具体的には、乳がんや消化器がんで発現が多い「HER2」をターゲットにしたVHH抗体が用いられたとする。VHH抗体は細胞表面抗原に結合後、細胞内に内在化される特徴を持っており、HER2を認識するVHH抗体とCupidの融合タンパク質(抗HER2VHH-Cupid)を大腸菌の封入体として発現させ、変性・巻き戻しおよび4量体タンパク質の最終精製法の至適化が行われた。一方、ペイロードであるPsyche-デュオカルマイシンは、細胞内取り込み後、細胞内のカテプシンB酵素で切断されPsycheから遊離可能なリンカーがデザインされ、Psycheとデュオカルマイシンをつないだ化合物が合成された。
その結果、4量体タンパクとして精製された抗HER2VHH-CupidとPsyche-デュオカルマイシンから作られたAMDCは、ヒト乳がん細胞に対し濃度依存的な細胞傷害性を示すことが確認され、遊離したデュオカルマイシンが速やかに細胞核内へ移行し、DNAをアルキル化により切断できることが、細胞実験でわかったという。

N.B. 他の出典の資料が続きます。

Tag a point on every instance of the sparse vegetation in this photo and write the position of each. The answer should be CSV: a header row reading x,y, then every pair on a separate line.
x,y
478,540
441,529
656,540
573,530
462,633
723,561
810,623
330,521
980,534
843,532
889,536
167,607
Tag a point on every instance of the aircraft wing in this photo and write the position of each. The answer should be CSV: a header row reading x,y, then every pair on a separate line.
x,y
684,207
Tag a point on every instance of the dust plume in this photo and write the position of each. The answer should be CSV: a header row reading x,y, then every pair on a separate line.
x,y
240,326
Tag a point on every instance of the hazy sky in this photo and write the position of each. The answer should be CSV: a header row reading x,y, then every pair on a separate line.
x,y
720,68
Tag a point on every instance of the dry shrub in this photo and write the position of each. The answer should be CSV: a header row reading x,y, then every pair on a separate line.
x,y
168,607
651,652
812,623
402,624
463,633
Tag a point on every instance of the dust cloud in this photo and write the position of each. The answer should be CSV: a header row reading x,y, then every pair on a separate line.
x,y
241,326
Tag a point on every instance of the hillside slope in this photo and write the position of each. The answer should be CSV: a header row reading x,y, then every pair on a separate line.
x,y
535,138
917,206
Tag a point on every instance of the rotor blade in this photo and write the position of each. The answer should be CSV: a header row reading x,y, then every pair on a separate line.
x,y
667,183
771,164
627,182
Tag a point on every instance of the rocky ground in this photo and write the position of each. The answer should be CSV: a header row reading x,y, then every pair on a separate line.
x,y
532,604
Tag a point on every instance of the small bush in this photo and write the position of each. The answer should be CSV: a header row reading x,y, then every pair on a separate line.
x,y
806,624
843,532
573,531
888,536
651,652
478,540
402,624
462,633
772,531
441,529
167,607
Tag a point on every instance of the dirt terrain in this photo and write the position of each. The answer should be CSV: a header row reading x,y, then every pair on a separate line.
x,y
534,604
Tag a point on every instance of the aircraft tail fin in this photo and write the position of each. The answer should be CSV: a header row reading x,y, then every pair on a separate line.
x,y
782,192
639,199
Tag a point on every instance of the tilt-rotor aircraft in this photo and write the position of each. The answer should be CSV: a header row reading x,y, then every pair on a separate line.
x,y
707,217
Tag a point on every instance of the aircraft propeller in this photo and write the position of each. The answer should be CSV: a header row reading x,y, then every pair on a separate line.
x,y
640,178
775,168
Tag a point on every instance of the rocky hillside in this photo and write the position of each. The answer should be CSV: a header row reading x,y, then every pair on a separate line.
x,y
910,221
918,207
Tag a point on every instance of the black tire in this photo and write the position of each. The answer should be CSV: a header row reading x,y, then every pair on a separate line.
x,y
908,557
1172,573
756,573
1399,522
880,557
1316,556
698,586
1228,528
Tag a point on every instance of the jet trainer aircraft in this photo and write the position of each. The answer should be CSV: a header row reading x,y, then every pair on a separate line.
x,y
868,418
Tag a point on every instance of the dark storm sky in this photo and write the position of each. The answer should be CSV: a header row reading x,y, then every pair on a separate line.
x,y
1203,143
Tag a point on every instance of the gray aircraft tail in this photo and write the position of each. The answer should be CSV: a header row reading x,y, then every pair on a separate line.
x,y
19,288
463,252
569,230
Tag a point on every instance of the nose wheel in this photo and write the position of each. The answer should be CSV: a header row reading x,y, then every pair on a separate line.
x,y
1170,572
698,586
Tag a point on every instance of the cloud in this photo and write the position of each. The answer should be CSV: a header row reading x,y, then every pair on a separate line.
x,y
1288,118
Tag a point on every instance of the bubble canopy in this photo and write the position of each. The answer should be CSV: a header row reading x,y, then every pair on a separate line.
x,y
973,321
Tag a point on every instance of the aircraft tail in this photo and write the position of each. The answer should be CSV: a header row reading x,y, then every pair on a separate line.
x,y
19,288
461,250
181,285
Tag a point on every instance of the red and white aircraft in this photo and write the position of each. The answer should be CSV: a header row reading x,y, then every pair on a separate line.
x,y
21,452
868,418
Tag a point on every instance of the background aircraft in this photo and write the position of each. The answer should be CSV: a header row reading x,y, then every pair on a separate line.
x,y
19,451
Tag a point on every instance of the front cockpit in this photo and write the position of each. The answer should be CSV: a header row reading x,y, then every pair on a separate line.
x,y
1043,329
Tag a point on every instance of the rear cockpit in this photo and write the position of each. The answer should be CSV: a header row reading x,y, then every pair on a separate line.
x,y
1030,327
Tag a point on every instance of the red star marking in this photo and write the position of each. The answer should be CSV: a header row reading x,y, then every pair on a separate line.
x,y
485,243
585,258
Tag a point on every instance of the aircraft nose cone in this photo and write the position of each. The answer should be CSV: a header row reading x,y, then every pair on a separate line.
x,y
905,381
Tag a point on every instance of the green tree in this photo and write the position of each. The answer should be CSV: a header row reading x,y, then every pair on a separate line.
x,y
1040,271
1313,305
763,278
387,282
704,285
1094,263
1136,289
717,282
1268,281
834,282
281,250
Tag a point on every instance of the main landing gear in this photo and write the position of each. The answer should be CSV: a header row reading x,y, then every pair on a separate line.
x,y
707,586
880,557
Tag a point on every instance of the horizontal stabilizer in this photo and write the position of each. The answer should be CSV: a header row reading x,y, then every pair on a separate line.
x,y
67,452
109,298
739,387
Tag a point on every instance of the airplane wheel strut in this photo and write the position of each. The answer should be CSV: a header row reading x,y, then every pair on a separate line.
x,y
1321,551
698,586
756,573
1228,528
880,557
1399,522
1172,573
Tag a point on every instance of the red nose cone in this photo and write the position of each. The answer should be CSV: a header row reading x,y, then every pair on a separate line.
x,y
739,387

また、ヒト乳がん細胞が移植されたマウスでの治療効果の検証より、16日間という短い間隔で2回投与された2匹のマウスは、緩やかな腫瘍縮小が観察されたほか、治療開始から約80日後の解析では、生存しているがん細胞は残っていないことが病理学的に確認されたとのことで、研究チームではこれらの結果を踏まえ、AMDCが有効な治療効果をもたらすことを示すものであるといえると説明している。
なお今回、細胞内在化が早いVHH抗体と高活性の制がん剤を非共有結合させたAMDCにより、目的のがん細胞まで薬剤を送達でき、がんの治療効果をもたらすことに成功したことから、研究チームでは今回の成果は、Cupid-PsycheシステムによるAMDCを開発していく上での足掛かりとなり、副作用を抑え治療効果の高いがん治療薬の開発を促進することが期待されるとしている。